= Steve Rowland (music producer) =

American record producer and actor

Stephen Jacob Rowland (born September 3, 1932, in Los Angeles, California) is an American singer, columnist, record producer and actor. He grew up in Beverly Hills and now lives in Palm Springs, California. His father was film director Roy Rowland, his mother Ruth was a writer, and Louis B. Mayer was his great-uncle.

==Career==
In 1950s, Hollywood, he acted in thirty five TV shows such as The Rifleman, Bonanza, Wanted: Dead or Alive and a two-year role in The Life and Legend of Wyatt Earp. Film appearances included co-starring roles in Gun Glory with Stewart Granger; Crime in the Streets with John Cassavetes and Sal Mineo, the original The Thin Red Line with Keir Dullea and Jack Warden, Gunfighters of Casa Grande with Alex Nicol as well as Battle of the Bulge with Henry Fonda; the latter three films shot in Spain.

During the making of five films in Spain, Rowland enjoyed Spanish chart success with the group, Los Flaps. The lure of the exciting British music scene of the Swinging Sixties brought him to London, where he produced thirteen Top Ten hits for Dave Dee, Dozy, Beaky, Mick & Tich. Among those worldwide hits were "Hold Tight", "Zabadak", "Bend It" and "The Legend of Xanadu" (a million selling UK Number One).

He also discovered Peter Frampton and The Herd, and with "A Way Of Life" had a No. 6 UK Singles Chart hit with his own group, The Family Dogg. He produced hits for P.J. Proby and The Pretty Things, being responsible for two singles and the Emotions album. In 1970, he produced the album Coming From Reality for Rodriguez.
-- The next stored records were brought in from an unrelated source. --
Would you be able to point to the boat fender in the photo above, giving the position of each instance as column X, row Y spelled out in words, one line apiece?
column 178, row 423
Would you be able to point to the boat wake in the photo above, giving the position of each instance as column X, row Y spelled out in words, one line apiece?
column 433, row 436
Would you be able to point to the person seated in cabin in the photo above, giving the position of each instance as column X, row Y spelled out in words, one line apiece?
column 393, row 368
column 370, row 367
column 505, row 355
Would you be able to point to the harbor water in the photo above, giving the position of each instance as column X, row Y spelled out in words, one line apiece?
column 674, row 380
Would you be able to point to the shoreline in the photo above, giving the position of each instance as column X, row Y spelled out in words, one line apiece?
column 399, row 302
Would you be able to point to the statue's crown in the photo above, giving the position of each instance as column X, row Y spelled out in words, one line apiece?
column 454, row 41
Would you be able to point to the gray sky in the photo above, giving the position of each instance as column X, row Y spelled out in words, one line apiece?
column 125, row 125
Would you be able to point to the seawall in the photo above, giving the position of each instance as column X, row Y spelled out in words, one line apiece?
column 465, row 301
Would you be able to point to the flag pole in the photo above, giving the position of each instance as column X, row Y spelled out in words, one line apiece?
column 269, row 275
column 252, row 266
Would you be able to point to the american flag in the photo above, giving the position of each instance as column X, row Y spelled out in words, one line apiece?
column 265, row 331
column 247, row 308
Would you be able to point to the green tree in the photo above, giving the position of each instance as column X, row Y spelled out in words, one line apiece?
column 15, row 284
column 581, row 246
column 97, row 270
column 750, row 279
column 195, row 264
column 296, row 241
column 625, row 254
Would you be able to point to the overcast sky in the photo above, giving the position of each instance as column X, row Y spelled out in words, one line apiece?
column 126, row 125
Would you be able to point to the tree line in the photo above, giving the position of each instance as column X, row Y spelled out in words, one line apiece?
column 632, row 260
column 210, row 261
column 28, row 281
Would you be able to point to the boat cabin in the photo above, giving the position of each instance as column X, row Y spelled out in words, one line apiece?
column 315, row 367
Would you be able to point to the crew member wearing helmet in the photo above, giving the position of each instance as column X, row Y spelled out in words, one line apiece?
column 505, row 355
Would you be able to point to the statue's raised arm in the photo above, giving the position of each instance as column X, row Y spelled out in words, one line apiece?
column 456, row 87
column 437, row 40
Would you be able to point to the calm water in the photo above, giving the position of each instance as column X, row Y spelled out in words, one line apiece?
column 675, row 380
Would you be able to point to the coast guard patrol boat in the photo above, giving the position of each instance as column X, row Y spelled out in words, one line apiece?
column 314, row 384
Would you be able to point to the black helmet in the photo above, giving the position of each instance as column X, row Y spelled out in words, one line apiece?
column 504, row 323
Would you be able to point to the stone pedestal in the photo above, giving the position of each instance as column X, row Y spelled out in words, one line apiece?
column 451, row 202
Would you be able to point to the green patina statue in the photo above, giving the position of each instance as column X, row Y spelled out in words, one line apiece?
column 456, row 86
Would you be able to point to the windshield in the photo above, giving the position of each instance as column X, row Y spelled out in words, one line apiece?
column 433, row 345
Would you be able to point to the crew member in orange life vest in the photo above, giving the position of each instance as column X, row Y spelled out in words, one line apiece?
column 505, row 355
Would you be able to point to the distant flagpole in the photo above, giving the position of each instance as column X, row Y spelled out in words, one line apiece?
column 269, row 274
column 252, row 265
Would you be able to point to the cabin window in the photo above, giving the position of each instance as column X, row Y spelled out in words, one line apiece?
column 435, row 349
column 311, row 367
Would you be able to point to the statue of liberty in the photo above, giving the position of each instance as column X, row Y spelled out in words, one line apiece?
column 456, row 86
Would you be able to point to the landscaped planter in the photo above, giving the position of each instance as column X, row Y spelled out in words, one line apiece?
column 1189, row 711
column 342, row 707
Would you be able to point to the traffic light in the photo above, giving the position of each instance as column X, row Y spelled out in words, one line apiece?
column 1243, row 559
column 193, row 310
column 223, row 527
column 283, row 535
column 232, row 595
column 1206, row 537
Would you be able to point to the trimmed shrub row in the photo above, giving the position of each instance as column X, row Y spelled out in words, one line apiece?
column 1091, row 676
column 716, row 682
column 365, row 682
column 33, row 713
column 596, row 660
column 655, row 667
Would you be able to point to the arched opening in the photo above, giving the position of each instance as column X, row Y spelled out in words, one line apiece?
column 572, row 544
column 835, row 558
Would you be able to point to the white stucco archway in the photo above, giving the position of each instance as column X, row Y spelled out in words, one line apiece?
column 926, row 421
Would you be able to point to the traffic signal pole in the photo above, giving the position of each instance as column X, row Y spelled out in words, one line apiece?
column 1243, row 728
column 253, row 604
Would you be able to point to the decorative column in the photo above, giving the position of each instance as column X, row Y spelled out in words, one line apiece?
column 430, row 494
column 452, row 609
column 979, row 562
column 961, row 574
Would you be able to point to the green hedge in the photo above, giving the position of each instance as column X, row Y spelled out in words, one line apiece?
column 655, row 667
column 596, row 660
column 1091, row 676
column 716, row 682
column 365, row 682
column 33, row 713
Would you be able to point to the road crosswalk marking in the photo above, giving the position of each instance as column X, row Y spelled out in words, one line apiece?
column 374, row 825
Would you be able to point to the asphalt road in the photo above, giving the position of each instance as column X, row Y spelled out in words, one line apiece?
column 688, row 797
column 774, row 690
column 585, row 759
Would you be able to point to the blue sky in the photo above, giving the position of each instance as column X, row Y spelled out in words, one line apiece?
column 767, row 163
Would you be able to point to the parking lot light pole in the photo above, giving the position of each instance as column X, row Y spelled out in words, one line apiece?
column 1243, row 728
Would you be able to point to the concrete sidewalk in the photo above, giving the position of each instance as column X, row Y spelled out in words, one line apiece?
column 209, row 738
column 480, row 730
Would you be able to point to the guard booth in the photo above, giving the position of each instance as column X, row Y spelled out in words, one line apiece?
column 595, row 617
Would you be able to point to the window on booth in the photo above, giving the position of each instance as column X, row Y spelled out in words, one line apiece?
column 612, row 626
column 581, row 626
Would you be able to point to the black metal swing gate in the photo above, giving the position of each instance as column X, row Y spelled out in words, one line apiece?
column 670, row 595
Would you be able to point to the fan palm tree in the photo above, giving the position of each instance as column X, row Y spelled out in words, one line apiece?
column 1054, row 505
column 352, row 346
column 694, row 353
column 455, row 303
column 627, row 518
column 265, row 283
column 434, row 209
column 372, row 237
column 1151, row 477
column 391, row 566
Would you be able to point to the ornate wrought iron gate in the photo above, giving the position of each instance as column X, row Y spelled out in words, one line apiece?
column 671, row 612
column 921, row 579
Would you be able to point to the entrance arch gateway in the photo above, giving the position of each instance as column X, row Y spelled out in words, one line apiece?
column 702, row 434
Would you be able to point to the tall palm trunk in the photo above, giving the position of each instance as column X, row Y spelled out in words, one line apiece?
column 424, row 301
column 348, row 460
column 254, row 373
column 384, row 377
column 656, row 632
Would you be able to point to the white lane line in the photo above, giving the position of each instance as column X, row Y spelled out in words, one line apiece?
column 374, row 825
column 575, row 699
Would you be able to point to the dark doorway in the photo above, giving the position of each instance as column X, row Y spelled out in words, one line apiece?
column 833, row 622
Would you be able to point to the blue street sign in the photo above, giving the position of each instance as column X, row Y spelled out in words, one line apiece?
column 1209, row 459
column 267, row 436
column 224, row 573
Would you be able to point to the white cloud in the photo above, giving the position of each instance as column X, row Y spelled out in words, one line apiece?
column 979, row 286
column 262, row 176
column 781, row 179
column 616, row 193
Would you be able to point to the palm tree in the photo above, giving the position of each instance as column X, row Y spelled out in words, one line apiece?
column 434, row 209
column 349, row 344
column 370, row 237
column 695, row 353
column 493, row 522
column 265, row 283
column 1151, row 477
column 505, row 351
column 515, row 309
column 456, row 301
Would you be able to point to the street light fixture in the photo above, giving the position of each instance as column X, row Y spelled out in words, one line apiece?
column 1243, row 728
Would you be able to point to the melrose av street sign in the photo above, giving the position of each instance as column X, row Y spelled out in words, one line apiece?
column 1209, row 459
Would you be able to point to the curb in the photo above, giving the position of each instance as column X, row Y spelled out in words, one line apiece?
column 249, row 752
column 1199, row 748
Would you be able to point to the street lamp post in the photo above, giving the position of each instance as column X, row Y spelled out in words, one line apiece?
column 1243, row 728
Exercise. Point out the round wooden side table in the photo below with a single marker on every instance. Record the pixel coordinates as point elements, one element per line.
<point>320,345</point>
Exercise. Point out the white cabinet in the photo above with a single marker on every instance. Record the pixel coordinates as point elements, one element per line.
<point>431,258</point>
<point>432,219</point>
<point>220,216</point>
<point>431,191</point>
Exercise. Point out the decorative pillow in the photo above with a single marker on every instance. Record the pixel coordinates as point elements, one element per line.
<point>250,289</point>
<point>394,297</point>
Also in 1970, under the name 'Steve & Albert', Rowland joined forces with Albert Hammond for the single "Follow The Bouncing Ball", which they heavily promoted, particularly in the UK, where they appeared on Top of the Pops and The Basil Brush Show, but the single failed to chart. In the 1970s, he was awarded a gold album and ASCAP award for producing Jerry Lee Lewis - The Session...Recorded in London with Great Artists. He was also the producer on the Thunderthighs U.K. hit single "Central Park Arrest", written by Lynsey De Paul and he co-wrote their follow up single "Dracula's Daughter". In the late 1970s, he was creative manager/A&R for Hansa/Ariola, where he discovered and signed The Cure and signed The Thompson Twins, and handled Boney M and Japan.

In 1988, he ran his own dance label Dr. Beat, and later became creative director of Wham Records. Rowland has also written, produced and collated music for the TWI TV series Hi Five broadcast in thirty eight countries. At the end of 1993 Rowland became a director of Pavilion Studios forming a production company working with a number of young DJs, producers, artistes and programmers. During this time he auditioned and tried to sign the then unknown Spice Girl, Geri Halliwell. In 1995 he became managing director of Media Bank UK, a Hong Kong–based international production company.